Danish African swine fever alert over

By Oli Haenlein

- Last updated on GMT

Fears over ASF at the plant were unfounded
Fears over ASF at the plant were unfounded

Related tags: African swine fever, Denmark, Livestock, Pork

Restrictions have been lifted at a Danish Crown slaughterhouse after it was temporarily closed, due to an African Swine Fever (ASF) scare.

A pig was found dead at the Herning slaughterhouse on 30 April, and as ASF could not be excluded as a cause of death, the site was temporarily closed as a precaution. However, a number of samples were sent to the National Veterinary Institute and, after analysis, no ASF was found.

Erik Larsen, from the Danish Veterinary and Food Administration (DAFC), said: "It’s incredibly important that we keep a vigilant eye on swine fever in Denmark, because an outbreak would have huge consequences for Denmark’s pork exports.

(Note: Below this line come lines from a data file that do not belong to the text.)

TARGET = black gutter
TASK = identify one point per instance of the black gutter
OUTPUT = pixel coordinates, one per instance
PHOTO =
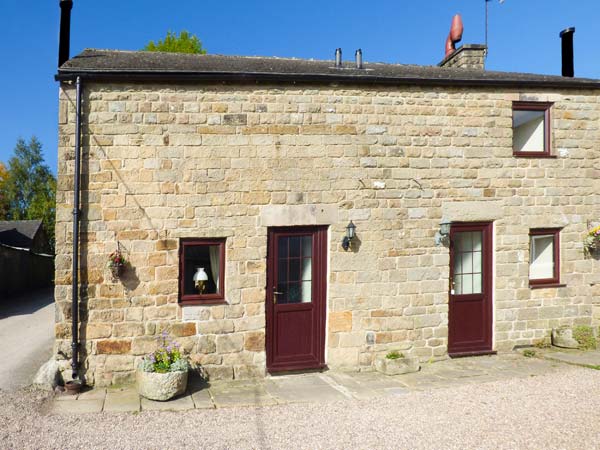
(76, 214)
(187, 77)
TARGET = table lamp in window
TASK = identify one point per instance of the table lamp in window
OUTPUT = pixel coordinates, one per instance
(200, 279)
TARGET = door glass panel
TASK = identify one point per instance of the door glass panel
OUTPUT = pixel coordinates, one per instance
(295, 246)
(282, 247)
(307, 268)
(294, 274)
(468, 264)
(294, 294)
(294, 269)
(467, 285)
(306, 291)
(307, 246)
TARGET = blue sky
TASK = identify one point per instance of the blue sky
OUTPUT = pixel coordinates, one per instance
(523, 36)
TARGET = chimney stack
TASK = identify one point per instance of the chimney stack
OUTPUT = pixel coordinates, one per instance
(358, 58)
(566, 37)
(338, 58)
(65, 31)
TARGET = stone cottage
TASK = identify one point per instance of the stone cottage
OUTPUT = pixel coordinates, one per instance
(286, 214)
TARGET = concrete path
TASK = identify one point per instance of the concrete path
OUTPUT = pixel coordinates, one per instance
(26, 336)
(313, 388)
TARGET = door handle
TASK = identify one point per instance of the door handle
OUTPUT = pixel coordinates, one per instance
(275, 294)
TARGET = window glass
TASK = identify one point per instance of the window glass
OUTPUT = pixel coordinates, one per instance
(542, 257)
(528, 131)
(201, 263)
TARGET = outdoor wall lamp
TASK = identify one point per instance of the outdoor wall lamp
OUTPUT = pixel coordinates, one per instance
(350, 232)
(442, 237)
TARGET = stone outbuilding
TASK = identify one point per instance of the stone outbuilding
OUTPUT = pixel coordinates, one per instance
(26, 261)
(284, 214)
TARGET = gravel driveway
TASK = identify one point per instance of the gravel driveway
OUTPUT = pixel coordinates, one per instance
(559, 410)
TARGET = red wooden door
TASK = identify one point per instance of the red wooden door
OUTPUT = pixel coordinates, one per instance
(470, 309)
(295, 303)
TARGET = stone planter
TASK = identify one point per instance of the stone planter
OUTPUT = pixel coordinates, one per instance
(398, 366)
(563, 337)
(161, 386)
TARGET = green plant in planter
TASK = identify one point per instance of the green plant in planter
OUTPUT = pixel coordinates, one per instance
(394, 355)
(166, 358)
(585, 336)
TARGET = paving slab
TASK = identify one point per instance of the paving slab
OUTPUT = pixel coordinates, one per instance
(181, 403)
(319, 391)
(231, 394)
(92, 394)
(578, 358)
(122, 401)
(77, 407)
(202, 399)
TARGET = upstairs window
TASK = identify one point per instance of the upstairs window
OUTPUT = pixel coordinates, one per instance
(531, 129)
(544, 257)
(201, 271)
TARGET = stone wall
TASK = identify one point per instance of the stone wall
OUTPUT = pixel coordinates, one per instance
(162, 162)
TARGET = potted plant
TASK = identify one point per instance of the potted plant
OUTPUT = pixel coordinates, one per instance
(396, 363)
(163, 374)
(116, 262)
(592, 240)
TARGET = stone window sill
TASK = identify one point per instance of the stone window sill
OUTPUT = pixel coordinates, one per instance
(541, 286)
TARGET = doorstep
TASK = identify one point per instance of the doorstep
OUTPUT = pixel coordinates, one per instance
(322, 387)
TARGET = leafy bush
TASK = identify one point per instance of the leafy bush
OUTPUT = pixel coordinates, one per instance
(166, 358)
(184, 43)
(584, 335)
(394, 355)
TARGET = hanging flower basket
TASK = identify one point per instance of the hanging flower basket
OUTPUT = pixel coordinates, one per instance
(116, 263)
(116, 270)
(592, 240)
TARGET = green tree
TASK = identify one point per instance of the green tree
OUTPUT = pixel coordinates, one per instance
(184, 43)
(30, 188)
(3, 198)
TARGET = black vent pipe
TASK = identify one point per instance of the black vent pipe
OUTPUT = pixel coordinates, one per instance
(76, 214)
(566, 37)
(64, 38)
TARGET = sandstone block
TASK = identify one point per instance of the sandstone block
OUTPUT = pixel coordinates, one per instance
(183, 329)
(254, 341)
(229, 343)
(113, 347)
(340, 321)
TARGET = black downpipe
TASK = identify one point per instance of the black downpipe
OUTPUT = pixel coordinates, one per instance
(76, 212)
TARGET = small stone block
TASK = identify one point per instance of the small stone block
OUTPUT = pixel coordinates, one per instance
(93, 394)
(77, 407)
(123, 401)
(202, 399)
(182, 403)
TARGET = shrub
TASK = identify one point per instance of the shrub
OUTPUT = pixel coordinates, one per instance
(584, 335)
(166, 358)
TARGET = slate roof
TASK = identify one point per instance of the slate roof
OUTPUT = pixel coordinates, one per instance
(140, 65)
(19, 233)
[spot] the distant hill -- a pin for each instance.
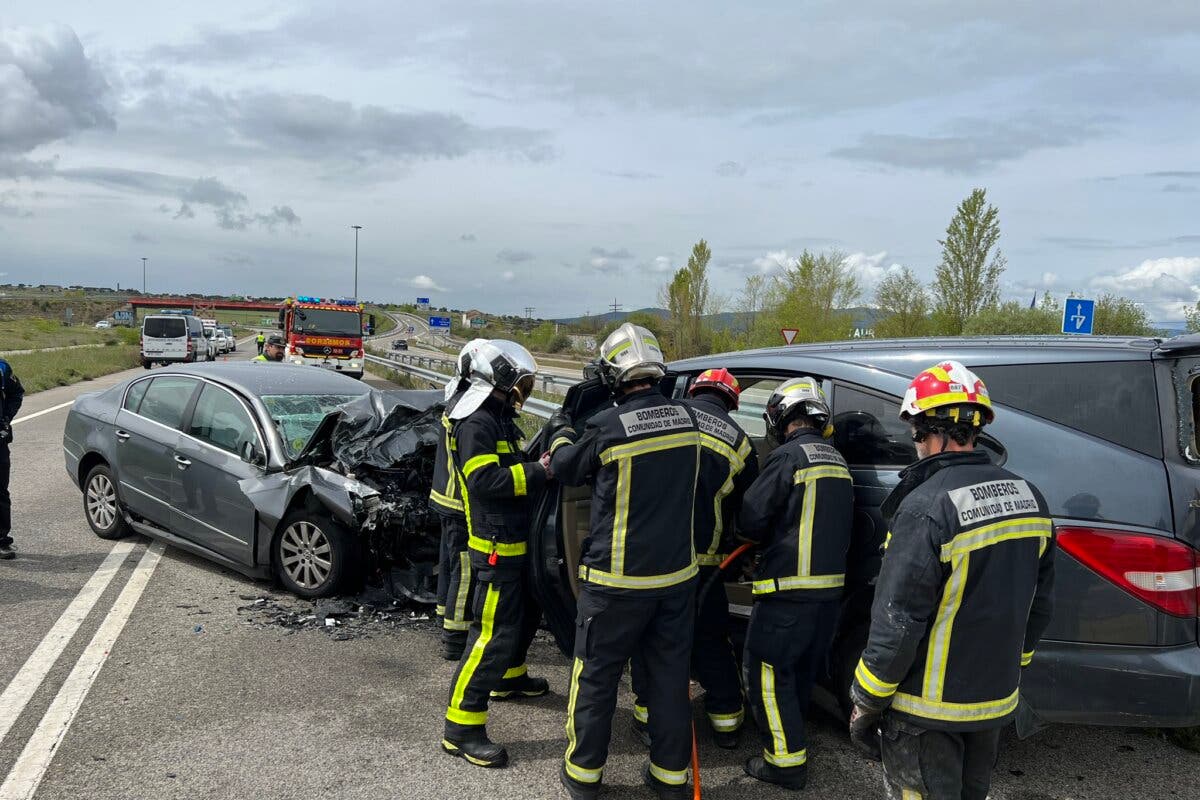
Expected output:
(864, 317)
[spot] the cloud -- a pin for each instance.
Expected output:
(621, 254)
(731, 169)
(870, 269)
(514, 256)
(631, 175)
(49, 89)
(1167, 286)
(425, 282)
(971, 144)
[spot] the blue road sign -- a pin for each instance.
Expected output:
(1078, 316)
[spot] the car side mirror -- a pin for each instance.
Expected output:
(252, 455)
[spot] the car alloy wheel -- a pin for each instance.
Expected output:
(306, 554)
(101, 501)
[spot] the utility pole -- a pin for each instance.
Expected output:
(357, 229)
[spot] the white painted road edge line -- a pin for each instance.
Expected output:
(37, 414)
(30, 768)
(23, 687)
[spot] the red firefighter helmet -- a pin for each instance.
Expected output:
(720, 382)
(948, 391)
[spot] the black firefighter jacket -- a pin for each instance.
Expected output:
(444, 495)
(497, 485)
(641, 458)
(802, 512)
(963, 597)
(729, 464)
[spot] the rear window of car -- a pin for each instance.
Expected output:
(165, 328)
(1115, 401)
(167, 400)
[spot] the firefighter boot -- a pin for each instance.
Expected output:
(477, 749)
(793, 777)
(576, 789)
(664, 791)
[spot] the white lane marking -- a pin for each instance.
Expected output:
(18, 692)
(37, 414)
(30, 768)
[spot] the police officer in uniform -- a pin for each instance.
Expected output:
(637, 576)
(274, 349)
(729, 464)
(963, 597)
(801, 512)
(455, 577)
(497, 486)
(12, 394)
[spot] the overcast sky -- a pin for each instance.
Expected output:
(565, 155)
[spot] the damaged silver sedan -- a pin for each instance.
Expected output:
(269, 469)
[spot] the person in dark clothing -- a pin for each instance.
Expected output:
(965, 593)
(637, 571)
(12, 394)
(729, 464)
(801, 512)
(496, 485)
(455, 577)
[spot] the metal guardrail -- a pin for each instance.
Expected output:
(535, 407)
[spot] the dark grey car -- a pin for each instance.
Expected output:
(234, 462)
(1105, 427)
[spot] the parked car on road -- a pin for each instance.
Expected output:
(1105, 427)
(253, 467)
(173, 338)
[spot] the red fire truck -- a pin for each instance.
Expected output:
(323, 332)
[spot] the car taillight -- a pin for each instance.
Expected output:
(1161, 571)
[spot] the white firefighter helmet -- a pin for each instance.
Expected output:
(461, 377)
(630, 353)
(497, 365)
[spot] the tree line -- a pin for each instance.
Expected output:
(815, 292)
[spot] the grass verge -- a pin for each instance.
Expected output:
(34, 334)
(39, 372)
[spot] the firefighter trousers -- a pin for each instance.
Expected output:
(5, 498)
(713, 661)
(609, 631)
(786, 648)
(460, 579)
(505, 618)
(936, 764)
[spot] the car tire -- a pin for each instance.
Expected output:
(101, 505)
(313, 554)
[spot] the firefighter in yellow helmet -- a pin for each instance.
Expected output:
(963, 597)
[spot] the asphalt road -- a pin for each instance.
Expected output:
(167, 690)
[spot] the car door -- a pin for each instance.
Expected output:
(214, 511)
(148, 429)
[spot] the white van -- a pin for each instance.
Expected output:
(169, 338)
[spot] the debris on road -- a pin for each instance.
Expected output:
(372, 612)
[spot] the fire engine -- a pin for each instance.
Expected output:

I’m delighted to confirm, therefore, that our contingency plans work as well as they do. The Danish Veterinary and Food Administration should be praised for handling the situation quickly and safely." 

The Herning slaughterhouse has resumed production, with confidence renewed. ASF has still never been found in Denmark.

Larsen added: "Last year, Danish pig producers exported to the value DKK 32 billion, so there is a lot at stake. Denmark has a high standard of contingency planning and its reputation for food safety is important. We need to protect this."